Illustration of range selection mechanisms. (Top) Circuitry for scaling Iref. (Bottom) G1 and G2 signals drawn with respect to the sampling clock for modulating the duty cycle of Iref in method (2). Sampling occurs at the negative edges.

TABLE I.

SUMMARY OF RANGE SELECTION MECHANISMS

Region K* Iref × 1/8 Switched in Iref × 7/8 Switched in Duty Cycle Modulation (G1) Duty Cycle Modulation (G2) Integration Capacitance
A 1 8pF
B 1/4 2pF
C 1/16 0.5pF
D 1/128 80fF
*

See Fig. 3.

The 600-nA reference current Iref is divided into two smaller current sources of 0.125 × Iref and 0.875 × Iref. For operation in Region A, both current sources are switched in and no modulation of the duty cycle is performed. For operation in Regions B and C, both current sources are switched in again and duty cycle modulations of 25% and 6.25% are applied, respectively. For operation in Region D, only the smaller current source (i.e., 0.125 × Iref) is switched in with a duty cycle modulation of 6.25%. The integration capacitance is divided into four parts as well and switched in according to the operation region, as also summarized in Table I. The ΔΣM occupies an active area of 420 μm × 210 μm in a 0.5-μm CMOS process and consumes 22 μA from a 2.6-V supply.

B. RF Transmitter

A cross-coupled voltage-controlled oscillator (VCO) circuit for analog frequency-modulated data transmission has been previously reported in [23]. In this paper, we use a similar design with a different tuning scheme for digital frequency-shift-keyed (FSK) transmission, as shown schematically in Fig. 5. The oscillator tank employs a surface-mount, high-Q, off-chip inductor for low-power operation at a frequency near 433 MHz. The tank switched capacitors are implemented using positive-channel MOS (PMOS) transistors with source/drain/bulk connected to each other. Flexibility in selecting a suitable ΔF for the FSK transmitter is achieved by dividing the capacitors into two sets of binary-weighted elements that can be externally controlled with 3 bits. The negative-channel MOS (NMOS) control switches are optimally sized to reduce their resistance and parasitic capacitance. Using this tuning scheme, ΔF can be varied in the range of 2–14 MHz in steps of 2 MHz. The transmitter bias current Ib is externally controllable in the range of 100–500 μA. The VCO occupies an active area of 175 μm × 65 μm in a 0.5-μm CMOS process.

Fig. 5.

Fig. 5

Transistor-level circuit schematic of the cross-coupled VCO for FSK transmission.

IV. MEASUREMENT RESULTS

A. Benchtop

A prototype integrated circuit was fabricated using the AMI 0.5 μm double-poly triple-metal n-well CMOS process, and measured 2.2 mm × 2.2 mm including the bonding pads. Fig. 6 shows a microphotograph of the fabricated chip. The chip was fully characterized for functionality during benchtop tests using a Keithley 6221 dc/ac current source [24].

Fig. 6.

Fig. 6

Microphotograph of the 2.2 mm × 2.2 mm chip fabricated using the AMI 0.5 μm 2P/3M n-well CMOS process.
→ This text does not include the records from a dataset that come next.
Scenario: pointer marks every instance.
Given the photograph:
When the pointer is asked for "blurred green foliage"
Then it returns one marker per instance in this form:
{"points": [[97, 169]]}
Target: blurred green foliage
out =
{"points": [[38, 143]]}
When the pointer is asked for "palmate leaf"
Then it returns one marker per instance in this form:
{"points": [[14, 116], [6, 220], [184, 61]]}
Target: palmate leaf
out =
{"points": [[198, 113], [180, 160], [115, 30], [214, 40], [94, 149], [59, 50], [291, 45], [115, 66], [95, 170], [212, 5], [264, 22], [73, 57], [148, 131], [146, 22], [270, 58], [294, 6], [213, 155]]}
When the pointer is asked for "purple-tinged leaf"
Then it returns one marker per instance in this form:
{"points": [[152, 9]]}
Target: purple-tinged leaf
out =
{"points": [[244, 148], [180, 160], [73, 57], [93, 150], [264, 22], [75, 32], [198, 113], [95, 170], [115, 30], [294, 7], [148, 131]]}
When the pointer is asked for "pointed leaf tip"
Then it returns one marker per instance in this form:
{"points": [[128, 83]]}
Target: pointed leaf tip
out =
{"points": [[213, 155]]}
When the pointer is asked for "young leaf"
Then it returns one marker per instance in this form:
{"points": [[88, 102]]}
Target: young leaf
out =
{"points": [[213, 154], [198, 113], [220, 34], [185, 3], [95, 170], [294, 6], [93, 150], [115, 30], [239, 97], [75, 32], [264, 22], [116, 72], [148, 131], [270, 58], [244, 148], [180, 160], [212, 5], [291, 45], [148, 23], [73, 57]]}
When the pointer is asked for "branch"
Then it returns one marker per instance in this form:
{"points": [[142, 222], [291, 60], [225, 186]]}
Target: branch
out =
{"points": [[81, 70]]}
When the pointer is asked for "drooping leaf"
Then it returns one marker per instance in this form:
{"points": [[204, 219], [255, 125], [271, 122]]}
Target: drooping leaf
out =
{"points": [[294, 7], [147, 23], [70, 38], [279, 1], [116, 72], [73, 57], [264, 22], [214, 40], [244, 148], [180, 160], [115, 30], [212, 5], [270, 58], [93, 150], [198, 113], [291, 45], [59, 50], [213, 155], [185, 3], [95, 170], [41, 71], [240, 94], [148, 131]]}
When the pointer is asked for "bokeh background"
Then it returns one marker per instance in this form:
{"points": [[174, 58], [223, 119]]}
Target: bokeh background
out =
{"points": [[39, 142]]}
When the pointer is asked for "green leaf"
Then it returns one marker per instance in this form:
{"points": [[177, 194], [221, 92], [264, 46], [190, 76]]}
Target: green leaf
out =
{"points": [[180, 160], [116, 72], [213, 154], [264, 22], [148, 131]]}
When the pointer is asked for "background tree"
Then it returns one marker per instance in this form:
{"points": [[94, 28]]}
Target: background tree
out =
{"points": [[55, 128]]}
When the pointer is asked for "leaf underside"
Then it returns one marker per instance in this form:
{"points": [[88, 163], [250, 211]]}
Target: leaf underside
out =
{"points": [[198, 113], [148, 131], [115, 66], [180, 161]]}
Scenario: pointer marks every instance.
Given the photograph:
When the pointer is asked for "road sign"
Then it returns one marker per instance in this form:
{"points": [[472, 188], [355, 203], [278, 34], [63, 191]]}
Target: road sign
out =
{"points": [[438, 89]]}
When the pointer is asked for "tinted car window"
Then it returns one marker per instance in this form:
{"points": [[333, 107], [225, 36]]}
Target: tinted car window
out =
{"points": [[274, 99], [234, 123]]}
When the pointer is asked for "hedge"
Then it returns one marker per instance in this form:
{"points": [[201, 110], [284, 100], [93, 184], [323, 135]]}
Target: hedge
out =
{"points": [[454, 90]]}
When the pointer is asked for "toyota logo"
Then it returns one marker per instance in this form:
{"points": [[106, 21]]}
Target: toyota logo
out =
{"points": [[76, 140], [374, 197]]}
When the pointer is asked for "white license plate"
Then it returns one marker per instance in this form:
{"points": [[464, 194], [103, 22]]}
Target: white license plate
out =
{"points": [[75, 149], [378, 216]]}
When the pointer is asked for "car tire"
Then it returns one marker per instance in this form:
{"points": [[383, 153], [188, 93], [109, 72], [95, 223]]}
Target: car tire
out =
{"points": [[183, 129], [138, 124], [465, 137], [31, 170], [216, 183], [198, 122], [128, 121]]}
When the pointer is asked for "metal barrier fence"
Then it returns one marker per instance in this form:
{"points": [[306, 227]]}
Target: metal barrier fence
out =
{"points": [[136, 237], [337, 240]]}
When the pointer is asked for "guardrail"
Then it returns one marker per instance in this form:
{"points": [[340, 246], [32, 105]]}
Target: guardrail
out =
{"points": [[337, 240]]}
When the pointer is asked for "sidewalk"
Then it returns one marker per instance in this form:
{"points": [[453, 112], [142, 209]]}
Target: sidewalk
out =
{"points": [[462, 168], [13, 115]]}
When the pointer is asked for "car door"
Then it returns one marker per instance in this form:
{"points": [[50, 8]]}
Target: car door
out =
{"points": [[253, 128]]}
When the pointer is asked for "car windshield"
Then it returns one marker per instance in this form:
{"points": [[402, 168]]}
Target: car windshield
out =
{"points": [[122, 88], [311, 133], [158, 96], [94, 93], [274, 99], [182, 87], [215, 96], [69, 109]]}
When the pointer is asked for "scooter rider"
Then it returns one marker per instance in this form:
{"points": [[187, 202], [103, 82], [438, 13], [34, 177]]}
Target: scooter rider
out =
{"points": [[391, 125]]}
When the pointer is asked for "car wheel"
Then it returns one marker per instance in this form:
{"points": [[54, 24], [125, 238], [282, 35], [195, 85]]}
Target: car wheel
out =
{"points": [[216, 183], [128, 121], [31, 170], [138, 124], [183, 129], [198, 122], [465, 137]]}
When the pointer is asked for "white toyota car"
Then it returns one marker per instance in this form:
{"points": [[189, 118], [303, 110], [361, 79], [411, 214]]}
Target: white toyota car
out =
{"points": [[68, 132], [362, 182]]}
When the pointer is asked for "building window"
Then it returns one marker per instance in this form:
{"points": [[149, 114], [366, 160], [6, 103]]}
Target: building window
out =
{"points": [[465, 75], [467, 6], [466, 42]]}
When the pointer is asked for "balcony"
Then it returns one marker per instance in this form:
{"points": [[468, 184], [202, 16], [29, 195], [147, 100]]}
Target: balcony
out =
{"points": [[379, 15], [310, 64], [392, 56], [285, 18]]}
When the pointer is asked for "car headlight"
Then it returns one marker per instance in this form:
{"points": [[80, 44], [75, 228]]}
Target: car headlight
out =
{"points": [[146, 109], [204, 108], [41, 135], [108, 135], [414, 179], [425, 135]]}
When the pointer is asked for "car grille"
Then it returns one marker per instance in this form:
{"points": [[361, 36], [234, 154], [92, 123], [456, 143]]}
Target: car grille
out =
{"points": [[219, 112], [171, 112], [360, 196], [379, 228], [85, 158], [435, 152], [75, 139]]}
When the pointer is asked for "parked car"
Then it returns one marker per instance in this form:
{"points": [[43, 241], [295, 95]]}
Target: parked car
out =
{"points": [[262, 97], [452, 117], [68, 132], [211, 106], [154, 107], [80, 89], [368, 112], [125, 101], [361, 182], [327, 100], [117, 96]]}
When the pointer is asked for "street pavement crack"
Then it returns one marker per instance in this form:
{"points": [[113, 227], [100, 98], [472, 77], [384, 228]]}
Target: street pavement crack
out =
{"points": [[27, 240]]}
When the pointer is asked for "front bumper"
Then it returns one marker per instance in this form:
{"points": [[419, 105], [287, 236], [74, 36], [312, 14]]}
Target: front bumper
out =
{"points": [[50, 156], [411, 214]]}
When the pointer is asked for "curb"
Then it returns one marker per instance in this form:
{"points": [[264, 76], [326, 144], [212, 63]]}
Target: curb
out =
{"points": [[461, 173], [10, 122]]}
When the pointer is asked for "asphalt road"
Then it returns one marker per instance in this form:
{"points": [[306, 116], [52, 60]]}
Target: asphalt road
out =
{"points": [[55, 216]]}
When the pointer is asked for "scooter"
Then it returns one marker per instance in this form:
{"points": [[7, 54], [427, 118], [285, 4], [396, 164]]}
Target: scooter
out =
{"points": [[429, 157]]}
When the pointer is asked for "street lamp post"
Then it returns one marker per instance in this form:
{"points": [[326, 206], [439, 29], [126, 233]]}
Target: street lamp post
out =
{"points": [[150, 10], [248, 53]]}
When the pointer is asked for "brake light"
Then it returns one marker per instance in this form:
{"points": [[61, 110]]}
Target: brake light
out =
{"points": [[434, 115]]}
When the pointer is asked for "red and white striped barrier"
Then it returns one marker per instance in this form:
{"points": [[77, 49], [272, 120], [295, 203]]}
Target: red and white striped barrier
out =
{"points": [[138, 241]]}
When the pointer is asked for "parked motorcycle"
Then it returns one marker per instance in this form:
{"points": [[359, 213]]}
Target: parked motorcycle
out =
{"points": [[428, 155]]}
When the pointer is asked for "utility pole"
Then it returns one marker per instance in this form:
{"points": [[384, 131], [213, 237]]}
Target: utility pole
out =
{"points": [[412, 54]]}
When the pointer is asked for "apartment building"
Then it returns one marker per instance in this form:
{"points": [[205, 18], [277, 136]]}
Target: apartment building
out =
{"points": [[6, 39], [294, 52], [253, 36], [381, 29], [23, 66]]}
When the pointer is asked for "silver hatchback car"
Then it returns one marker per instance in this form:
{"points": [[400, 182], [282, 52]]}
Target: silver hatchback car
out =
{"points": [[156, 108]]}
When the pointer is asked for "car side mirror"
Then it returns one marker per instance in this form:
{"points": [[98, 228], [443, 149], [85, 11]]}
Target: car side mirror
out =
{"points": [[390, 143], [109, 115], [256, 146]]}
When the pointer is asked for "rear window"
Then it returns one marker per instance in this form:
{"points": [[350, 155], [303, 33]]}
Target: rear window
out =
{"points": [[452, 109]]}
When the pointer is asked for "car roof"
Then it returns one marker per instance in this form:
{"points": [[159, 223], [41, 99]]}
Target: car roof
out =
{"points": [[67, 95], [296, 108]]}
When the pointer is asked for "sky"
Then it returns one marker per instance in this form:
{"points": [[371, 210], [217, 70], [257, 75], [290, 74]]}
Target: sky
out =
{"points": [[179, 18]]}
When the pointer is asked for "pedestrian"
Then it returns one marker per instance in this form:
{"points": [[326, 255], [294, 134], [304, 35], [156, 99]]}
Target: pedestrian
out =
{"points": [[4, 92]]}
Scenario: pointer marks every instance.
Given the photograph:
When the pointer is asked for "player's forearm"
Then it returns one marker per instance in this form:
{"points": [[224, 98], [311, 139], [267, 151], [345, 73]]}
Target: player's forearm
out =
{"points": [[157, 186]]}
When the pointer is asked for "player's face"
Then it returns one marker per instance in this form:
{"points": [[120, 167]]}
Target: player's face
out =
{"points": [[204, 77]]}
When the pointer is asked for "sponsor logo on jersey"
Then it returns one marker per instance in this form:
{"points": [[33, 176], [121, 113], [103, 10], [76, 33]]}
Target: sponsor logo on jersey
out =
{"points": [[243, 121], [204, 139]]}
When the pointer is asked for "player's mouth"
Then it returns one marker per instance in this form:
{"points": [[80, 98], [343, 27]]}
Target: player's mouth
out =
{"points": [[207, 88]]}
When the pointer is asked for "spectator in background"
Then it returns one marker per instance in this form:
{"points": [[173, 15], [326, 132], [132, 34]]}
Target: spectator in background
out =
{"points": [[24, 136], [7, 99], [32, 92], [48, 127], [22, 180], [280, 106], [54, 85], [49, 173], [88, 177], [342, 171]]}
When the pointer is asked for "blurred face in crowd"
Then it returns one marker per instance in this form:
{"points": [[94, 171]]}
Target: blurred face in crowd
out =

Fig. 7 shows the wirelessly measured dc characteristics of the system with the input current varying in the range of 500 fA–600 nA in both positive and negative directions. The system achieved a highly linear response over six decades of the input current. DC current resolutions of ~17 pA, ~4.5 pA, ~1.5 pA, and ~250 fA were achieved in regions A, B, C, and D, respectively. In this test, the digital output of the system was decimated to 100 Hz at the receiver, and 100 samples were averaged per second to produce a dc current value. Current resolution in each operation region was reported as the measured peak noise on the resulting output current when the input current was lowered to a minimum value that could be measured with an error less than 50%. For example, in region D, the system was able to measure a minimum input current of 500 fA with a resolution of ±250 fA.

Fig. 7.

Fig. 7

Wirelessly measured dc characteristics of the system with input current in the range of 500 fA–600 nA. Measured values in each region are normalized to the maximum value of the corresponding region (i.e., 600 nA, 150 nA, 37 nA, 5 nA for regions A, B, C, and D, respectively). High linearity is achieved over six decades of the input current.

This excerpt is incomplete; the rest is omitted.